Christophe Diard – Qu’est-ce qui t’a amené à faire cet album avec ces sonorités-là précisément ?

François Staal – Il y a une continuité avec les albums précédents, mais on peut également parler d’un petit virage.

Les concerts m’ont motivé à aller dans cette direction-là et l’envie aussi de rester sur un son très orienté sur les amplis, les instruments, de ne pas utiliser de digital et d’aller plutôt vers un son organique. Et aussi d’insérer des moments un peu plus musicaux.

Mes textes sont fournis, très travaillés et ce n’était pas mal, je trouve, de mettre des moments où on pouvait se laisser porter un peu plus par la musique, d’où le fait qu’il y ait des morceaux un peu plus longs.

J’avais également envie d’aller plus loin dans mes retranchements.

Toute cette alchimie m’a amené à faire cet album-là.

 

Pourtant on peut dire que tu as des influences nettement américaines, dans les sonorités par exemple. Alors pourquoi le français ?

D’abord je n’ai pas un très bon accent en anglais. Je maitrise bien la langue mais ma manière de la parler n’est pas assez cohérente pour chanter en anglais.

L’autre raison est que j’adore la langue française.

Je m’amuse beaucoup avec, je ne sais pas si je la maitrise, tellement elle est riche et incroyable, mais c’est ma langue de prédilection. Et chanter en anglais, ça implique de le faire d’une autre manière…

Le français me correspond parfaitement, au fond.

 

Ta vie n’a pas l’air d’avoir été un long fleuve tranquille.

Non et je dirais même qu’avant mes vingt ans mon histoire est assez délirante. Je pourrais presque être taxé de mythomanie, alors que tout est vrai…J’ai beaucoup vécu en France, entre la Normandie et le sud. J’ai vécu un petit peu en Italie, aussi, à un moment donné. Et beaucoup à Paris…

 

Pourrais-tu nous en dire plus ?

Je suis issu d’une famille compliquée, post soixante-huitarde. D’une famille plutôt artiste, intellectuelle, etc…
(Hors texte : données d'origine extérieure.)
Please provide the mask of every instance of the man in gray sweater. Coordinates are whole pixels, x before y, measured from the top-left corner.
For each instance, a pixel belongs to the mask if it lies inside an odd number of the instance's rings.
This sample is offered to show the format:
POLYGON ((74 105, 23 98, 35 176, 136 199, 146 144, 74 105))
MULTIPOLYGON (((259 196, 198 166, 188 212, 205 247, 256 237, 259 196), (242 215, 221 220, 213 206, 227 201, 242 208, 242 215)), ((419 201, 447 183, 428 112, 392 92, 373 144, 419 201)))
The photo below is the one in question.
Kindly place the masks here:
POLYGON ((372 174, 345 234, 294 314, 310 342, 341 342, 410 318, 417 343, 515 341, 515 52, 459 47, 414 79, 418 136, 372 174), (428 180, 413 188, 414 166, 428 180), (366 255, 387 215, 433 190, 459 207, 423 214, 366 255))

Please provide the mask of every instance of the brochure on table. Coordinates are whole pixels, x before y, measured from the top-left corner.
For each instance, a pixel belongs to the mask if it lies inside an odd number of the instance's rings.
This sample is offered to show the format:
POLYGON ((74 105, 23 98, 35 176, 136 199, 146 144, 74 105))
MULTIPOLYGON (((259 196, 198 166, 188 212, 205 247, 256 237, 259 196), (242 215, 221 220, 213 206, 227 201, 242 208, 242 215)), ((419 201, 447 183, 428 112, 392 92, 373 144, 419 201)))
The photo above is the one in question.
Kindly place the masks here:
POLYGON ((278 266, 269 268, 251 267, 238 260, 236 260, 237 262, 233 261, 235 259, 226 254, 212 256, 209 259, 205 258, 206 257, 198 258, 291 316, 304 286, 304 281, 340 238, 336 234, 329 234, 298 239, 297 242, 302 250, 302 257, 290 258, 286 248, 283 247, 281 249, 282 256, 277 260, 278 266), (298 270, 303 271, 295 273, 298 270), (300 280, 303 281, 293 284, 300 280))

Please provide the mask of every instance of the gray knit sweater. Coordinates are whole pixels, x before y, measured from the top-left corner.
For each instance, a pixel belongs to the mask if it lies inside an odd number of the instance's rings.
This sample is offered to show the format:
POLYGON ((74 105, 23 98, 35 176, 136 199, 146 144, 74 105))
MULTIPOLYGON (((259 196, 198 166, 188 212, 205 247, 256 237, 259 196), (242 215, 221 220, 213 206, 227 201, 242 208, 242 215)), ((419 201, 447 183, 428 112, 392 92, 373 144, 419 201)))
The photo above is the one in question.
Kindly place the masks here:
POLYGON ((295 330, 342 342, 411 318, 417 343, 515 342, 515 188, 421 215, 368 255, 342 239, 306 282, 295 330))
Je côtoie, enfant, énormément d’artistes, des photographes, des architectes… Je baigne là- dedans. J’ai eu comme « presque beau père » Chris Marker, et un prix de Rome d’architecture. J’ai donc vécu  pendant un an à la Villa Médicis,  puis je me suis retrouvé dans une secte pendant une année, un peu de force, et je m’en suis échappé le plus vite possible. J’ai côtoyé l’Art Ensemble of Chicago, qui répétait dans le même loft que Chris Marker.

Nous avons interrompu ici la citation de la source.